Purpose: Recent clinical trials suggest a survival advantage for adjuvant chemotherapy in non-small cell lung cancer (NSCLC). This study’s aim is to identify genes associated with NSCLC recurrence in patients not receiving adjuvant chemotherapy.
 Experimental design: Banked NSCLC tumors of patients who underwent resection of stage Ia-IIIb disease were identified. Patients were stratified into two groups: recurrent (R, n=11) or non-recurrent (NR, n=16) at two years following surgery. Microarray profiling and Cox multivariate analysis were performed.
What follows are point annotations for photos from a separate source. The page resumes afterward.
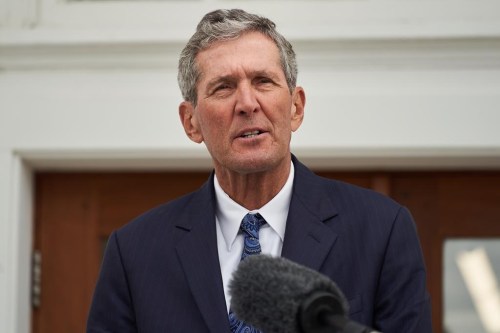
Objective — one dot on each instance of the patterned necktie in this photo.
(250, 227)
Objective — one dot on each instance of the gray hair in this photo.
(227, 24)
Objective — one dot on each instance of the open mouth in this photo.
(251, 134)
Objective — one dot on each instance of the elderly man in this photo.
(169, 269)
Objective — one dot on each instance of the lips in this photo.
(250, 134)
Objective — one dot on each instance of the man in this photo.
(168, 270)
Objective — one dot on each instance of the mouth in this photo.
(250, 134)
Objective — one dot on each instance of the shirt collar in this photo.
(229, 213)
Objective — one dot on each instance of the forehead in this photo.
(252, 51)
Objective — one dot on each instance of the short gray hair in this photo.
(227, 24)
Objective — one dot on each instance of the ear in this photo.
(298, 105)
(190, 122)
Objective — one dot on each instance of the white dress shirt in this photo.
(228, 217)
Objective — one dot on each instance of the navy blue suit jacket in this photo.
(161, 272)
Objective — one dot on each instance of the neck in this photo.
(253, 190)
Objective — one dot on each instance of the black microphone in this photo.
(277, 295)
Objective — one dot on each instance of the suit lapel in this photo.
(308, 240)
(197, 252)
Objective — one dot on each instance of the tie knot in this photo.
(251, 224)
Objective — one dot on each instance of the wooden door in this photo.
(75, 213)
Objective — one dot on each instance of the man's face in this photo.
(245, 112)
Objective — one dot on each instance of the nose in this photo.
(246, 100)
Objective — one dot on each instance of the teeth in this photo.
(250, 134)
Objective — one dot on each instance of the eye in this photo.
(263, 80)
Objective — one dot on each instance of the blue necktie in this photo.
(250, 227)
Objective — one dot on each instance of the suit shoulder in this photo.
(161, 216)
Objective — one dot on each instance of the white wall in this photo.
(390, 85)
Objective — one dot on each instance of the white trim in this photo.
(348, 158)
(383, 18)
(26, 161)
(464, 53)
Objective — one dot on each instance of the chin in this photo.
(254, 163)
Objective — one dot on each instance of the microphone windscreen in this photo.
(267, 292)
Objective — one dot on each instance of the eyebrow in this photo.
(230, 78)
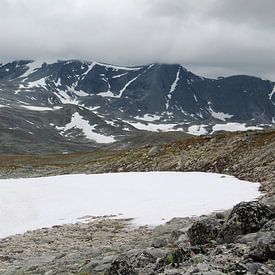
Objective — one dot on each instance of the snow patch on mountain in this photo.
(37, 108)
(32, 203)
(78, 122)
(197, 130)
(233, 127)
(148, 117)
(271, 95)
(154, 127)
(32, 67)
(172, 89)
(219, 115)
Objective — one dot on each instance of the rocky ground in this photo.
(238, 241)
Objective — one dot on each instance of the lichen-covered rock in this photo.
(175, 258)
(159, 242)
(143, 259)
(245, 217)
(121, 266)
(204, 231)
(263, 248)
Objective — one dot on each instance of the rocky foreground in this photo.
(238, 241)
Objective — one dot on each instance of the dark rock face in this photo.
(245, 217)
(204, 231)
(121, 266)
(143, 259)
(175, 258)
(263, 247)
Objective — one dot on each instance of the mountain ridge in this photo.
(44, 99)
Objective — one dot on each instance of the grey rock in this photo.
(204, 231)
(245, 217)
(159, 242)
(143, 259)
(121, 266)
(263, 248)
(153, 151)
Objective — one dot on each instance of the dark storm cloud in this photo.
(212, 37)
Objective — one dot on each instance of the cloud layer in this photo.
(210, 37)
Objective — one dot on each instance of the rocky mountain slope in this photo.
(81, 105)
(238, 241)
(246, 155)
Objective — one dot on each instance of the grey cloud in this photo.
(212, 37)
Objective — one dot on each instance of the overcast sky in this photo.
(210, 37)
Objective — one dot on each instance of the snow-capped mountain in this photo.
(79, 101)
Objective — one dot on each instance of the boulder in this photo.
(121, 266)
(202, 232)
(263, 248)
(143, 259)
(245, 217)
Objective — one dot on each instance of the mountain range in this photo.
(80, 105)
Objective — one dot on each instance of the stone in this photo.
(176, 257)
(154, 151)
(121, 266)
(245, 217)
(159, 242)
(143, 259)
(263, 247)
(203, 231)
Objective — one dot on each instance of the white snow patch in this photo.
(81, 93)
(154, 127)
(65, 98)
(90, 67)
(271, 95)
(197, 130)
(126, 85)
(233, 127)
(107, 94)
(150, 198)
(120, 75)
(32, 67)
(79, 122)
(117, 68)
(36, 108)
(219, 115)
(172, 89)
(148, 117)
(38, 83)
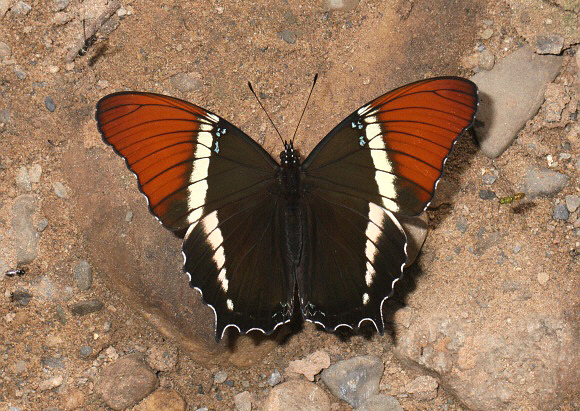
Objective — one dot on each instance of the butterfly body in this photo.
(258, 231)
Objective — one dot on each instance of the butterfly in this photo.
(263, 238)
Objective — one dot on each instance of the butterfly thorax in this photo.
(289, 180)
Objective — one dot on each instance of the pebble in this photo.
(522, 76)
(26, 237)
(560, 212)
(162, 399)
(83, 275)
(220, 377)
(311, 365)
(423, 388)
(354, 380)
(543, 182)
(381, 402)
(138, 381)
(487, 195)
(297, 395)
(50, 383)
(35, 172)
(243, 401)
(5, 51)
(462, 224)
(86, 351)
(186, 82)
(86, 307)
(486, 34)
(543, 278)
(551, 44)
(59, 5)
(288, 36)
(274, 379)
(49, 104)
(162, 357)
(23, 179)
(341, 5)
(59, 189)
(572, 202)
(21, 8)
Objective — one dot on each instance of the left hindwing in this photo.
(385, 159)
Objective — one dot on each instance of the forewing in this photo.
(404, 137)
(205, 178)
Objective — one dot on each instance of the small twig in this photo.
(92, 30)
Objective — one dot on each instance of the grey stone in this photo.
(297, 395)
(560, 212)
(83, 275)
(543, 182)
(125, 382)
(288, 36)
(572, 202)
(510, 95)
(5, 52)
(341, 5)
(381, 402)
(354, 380)
(49, 104)
(86, 307)
(25, 235)
(186, 82)
(21, 8)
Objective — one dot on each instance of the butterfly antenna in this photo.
(261, 105)
(305, 105)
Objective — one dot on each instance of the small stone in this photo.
(486, 34)
(35, 172)
(21, 8)
(486, 60)
(220, 377)
(288, 36)
(543, 278)
(162, 357)
(83, 275)
(487, 195)
(5, 51)
(59, 189)
(186, 82)
(125, 382)
(381, 402)
(243, 401)
(86, 351)
(23, 179)
(354, 380)
(21, 297)
(50, 383)
(86, 307)
(311, 365)
(49, 104)
(274, 379)
(297, 395)
(162, 399)
(341, 5)
(551, 44)
(572, 202)
(423, 388)
(560, 212)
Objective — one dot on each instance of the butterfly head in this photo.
(289, 157)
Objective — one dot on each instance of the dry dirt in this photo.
(358, 54)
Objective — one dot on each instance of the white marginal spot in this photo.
(223, 280)
(365, 298)
(383, 168)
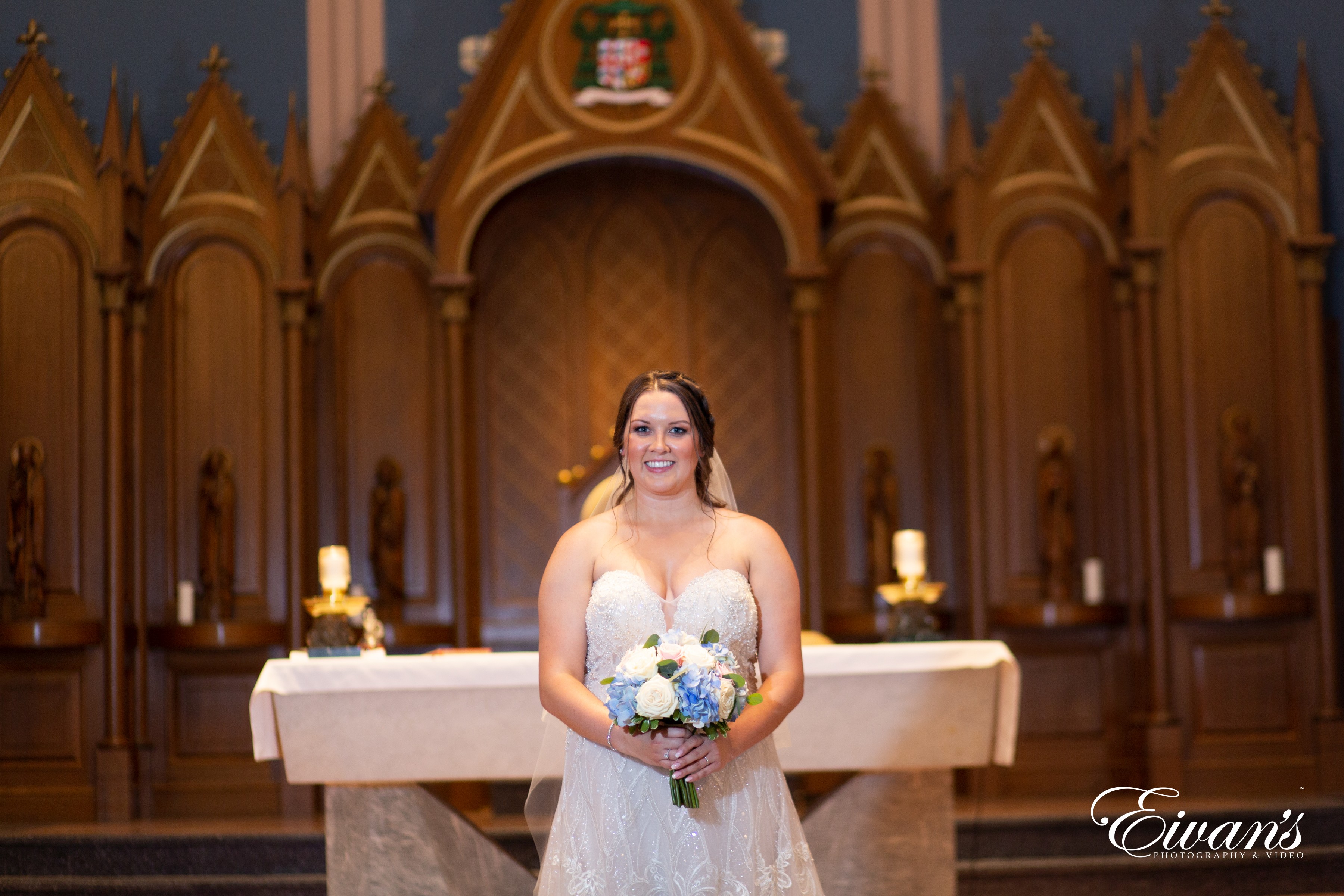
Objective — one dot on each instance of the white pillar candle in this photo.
(908, 548)
(334, 567)
(186, 604)
(1095, 582)
(1275, 570)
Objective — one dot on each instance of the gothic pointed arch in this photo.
(557, 90)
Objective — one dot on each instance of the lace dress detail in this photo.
(616, 831)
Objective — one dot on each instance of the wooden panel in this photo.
(885, 336)
(738, 354)
(1049, 348)
(41, 712)
(383, 334)
(1062, 695)
(220, 355)
(40, 383)
(588, 279)
(1226, 357)
(632, 315)
(528, 420)
(1242, 687)
(212, 715)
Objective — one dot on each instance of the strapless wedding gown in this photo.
(616, 831)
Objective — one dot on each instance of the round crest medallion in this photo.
(623, 65)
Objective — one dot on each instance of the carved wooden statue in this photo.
(1055, 512)
(388, 538)
(217, 511)
(1241, 475)
(880, 512)
(27, 525)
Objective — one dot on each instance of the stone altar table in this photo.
(905, 715)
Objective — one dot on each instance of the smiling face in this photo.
(660, 445)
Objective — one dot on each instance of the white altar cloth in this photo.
(479, 715)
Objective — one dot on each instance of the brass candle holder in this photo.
(331, 635)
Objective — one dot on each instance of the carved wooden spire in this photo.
(291, 166)
(134, 168)
(1038, 41)
(1140, 119)
(109, 153)
(1217, 11)
(215, 62)
(1306, 125)
(1120, 123)
(34, 38)
(961, 147)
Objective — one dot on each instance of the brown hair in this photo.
(702, 425)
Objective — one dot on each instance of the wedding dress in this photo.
(616, 831)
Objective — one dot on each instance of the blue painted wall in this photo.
(156, 46)
(423, 38)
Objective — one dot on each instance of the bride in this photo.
(670, 554)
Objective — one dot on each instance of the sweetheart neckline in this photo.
(687, 588)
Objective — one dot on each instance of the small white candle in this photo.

 Results: Unsupervised clustering analysis using 51 probe sets separated the R and NR tumors. The CYP3A5 gene exhibited the greatest differential expression and was increased 18.7-fold in Group R (P=0.00013). Risk of NSCLC recurrence was highly associated with the ln of CYP3A5 gene expression (hazard ratio [HR] 2.80; 95% CI 1.58, 4.95; P=0.0004) and higher CYP3A5 was associated with a shorter time to recurrence (TTR). Older age at the time of surgery was marginally associated with decreased recurrence (HR 0.96; 95% CI 0.92, 1.00; P=0.033), while smoking history, race and sex were not significant. CYP3A5 was predominantly expressed in the NSCLC tumor epithelium. siRNA knock down of CYP3A5 in the A549 and H358 NSCLC lines inhibits proliferation. A potential mechanism of CYP3A5 in NSCLC progression involves CYP3A5 conversion of arachidonate to epoxyeicosatrienoic acids (EET’s), which are mitogenic for NSCLC lines under conditions of hypoxia.
 Conclusion: CYP3A5 gene expression is correlated with NSCLC recurrence and synthesizes EET, which promotes NSCLC growth. While the mechanisms of CYP3A5 in NSCLC recurrence remain to be identified, they may involve, in part, its epoxygenase activity.